Miss Lucy R.
Miss Lucy R. est le deuxième cas présenté par Sigmund Freud dans les Études sur l'hystérie et Joseph Breuer. Il s'agit d'une gouvernante britannique qu'il va traiter durant neuf semaines à partir de [1]
Hypnose
Elle a 30 ans, est gouvernante et présente des troubles de l'odorat (perte de l'odorat, hallucinations olfactives, etc.) qu'il a classés dans les hystéries. Freud qui pratique encore l'hypnose et la suggestion échoue à endormir cette patiente qui, lorsque Freud lui ordonne : « Dormez ! » répond immanquablement « Mais Docteur, je ne dors pas ! ».
Apposition
C'est en se souvenant de propos d'Hippolyte Bernheim sur l'oubli des souvenirs évoqués sous hypnose qu'il se rappelle que le médecin français obtient parfois de meilleurs résultats avec la technique suivante. Il entreprend donc de lui serrer la tête entre les mains en lui donnant la consigne suivante : « Vous allez vous (en) souvenir sous la pression de mes mains. Au moment où cette pression cessera, vous verrez quelque chose devant vous et il vous passera dans la tête une idée qu'il faudra saisir, ce sera celle que nous cherchons. Eh bien qu'avez-vous vu ou pensé ? ». Elle lui avoue alors qu'elle est amoureuse du veuf dont elle garde les enfants et que les troubles olfactifs dérivent de l'odeur du cigare que celui-ci fume régulièrement. C'est à partir de cette prise de conscience que l'état de la patiente s'améliore.
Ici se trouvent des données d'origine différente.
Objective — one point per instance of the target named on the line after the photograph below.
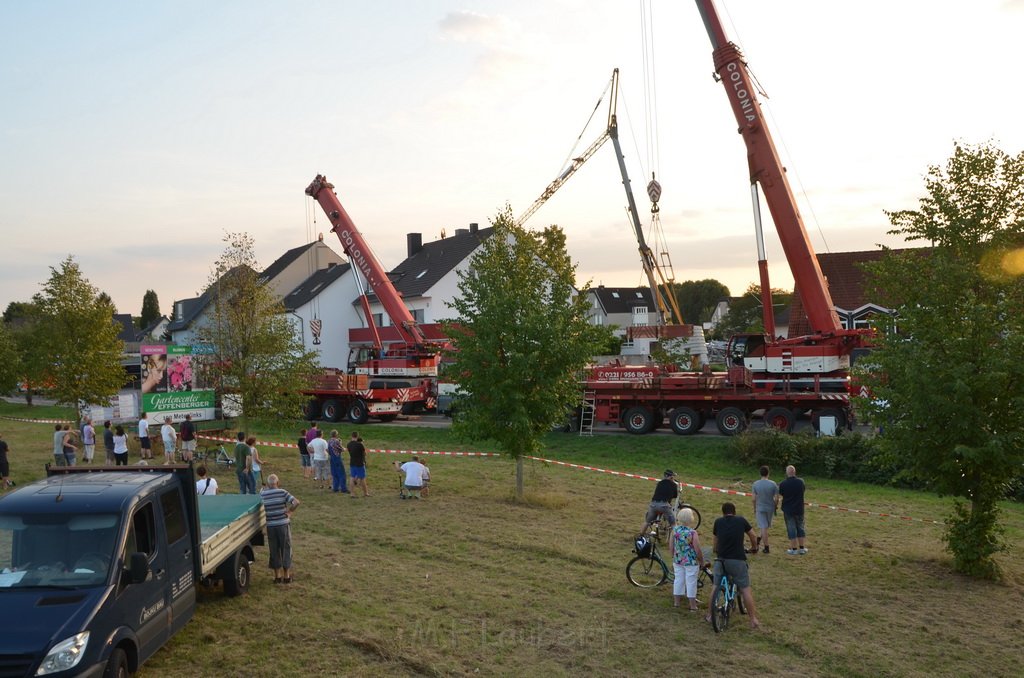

Selon le texte lui-même les problèmes d'odorat sont aussi liés à une scène marquante avec les enfants dont elle avait la garde :
« Oh ! oui, dit elle, je le sais très bien, c’est qu’il y a deux mois environ, deux jours avant mon anniversaire. Je me trouvais dans la salle d’études avec les enfants et jouais avec elles (deux fillettes) à faire la cuisine. On me remet une lettre que le facteur vient d’apporter… c’est une lettre de ma mère… je veux l’ouvrir et la lire, mais les enfants se jettent sur moi… « c’est sûrement une lettre pour ton anniversaire, nous allons la mettre de côté. » Tandis que les enfants avaient planté là l’entre-mets qu’elle faisait cuire brûlait. Cette odeur me poursuit, je la sens tout le temps et elle devient plus forte quand je m’énerve.» [2]
Freud explique qu'à ce moment Miss Lucy R. était tiraillée entre sa volonté de rejoindre sa mère malade et celle de demeurer au service de son patron (dont elle était inconsciemment amoureuse). Ce refoulement de ses sentiments envers son patron serait ainsi à l'origine de ses troubles olfactifs.
Refoulement
C'est avec cette patiente que Freud se rend compte de l'importance du mécanisme de refoulement (l'amour pour l'homme de qui elle était employée), une idée inacceptable qui en l'occurrence donne lieu, par substitution, à une innervation somatique (conversion).
Freud en recherche de méthode
Ce genre de cure est tout à fait typique de la période où la technique de Freud évolue encore dans une phase pré-psychanalytique en hypnose, suggestion et règle de libre association.
Bibliographie
- Sigmund Freud et Joseph Breuer, Études sur l'hystérie (1895), PUF, 2002, ( (ISBN 2-13-053069-9)).
- Ernest Jones: La vie et l'œuvre de Sigmund Freud – tome I, PUF coll. « Quadridge », rééd. 2006, ( (ISBN 2-13-055692-2)).
- Alain de Mijolla, « Lucy R. (cas-) », p. 947-948, in Alain de Mijolla (dir.), Dictionnaire international de la psychanalyse 1. A/L. Calmann-Lévy, 2002, (ISBN 2-7021-2530-1).
- Jean-Michel Quinodoz, « Études sur l'hystérie. S. Freud et J. Breuer (1895d) », dans Jean-Michel Quinodoz (dir.), Lire Freud. Découverte chronologique de l’œuvre de Freud, PUF, , p. 21-34, [lire en ligne].
Références
- Alain de Mijolla, Lucy R. (cas-), cf. bibliographie.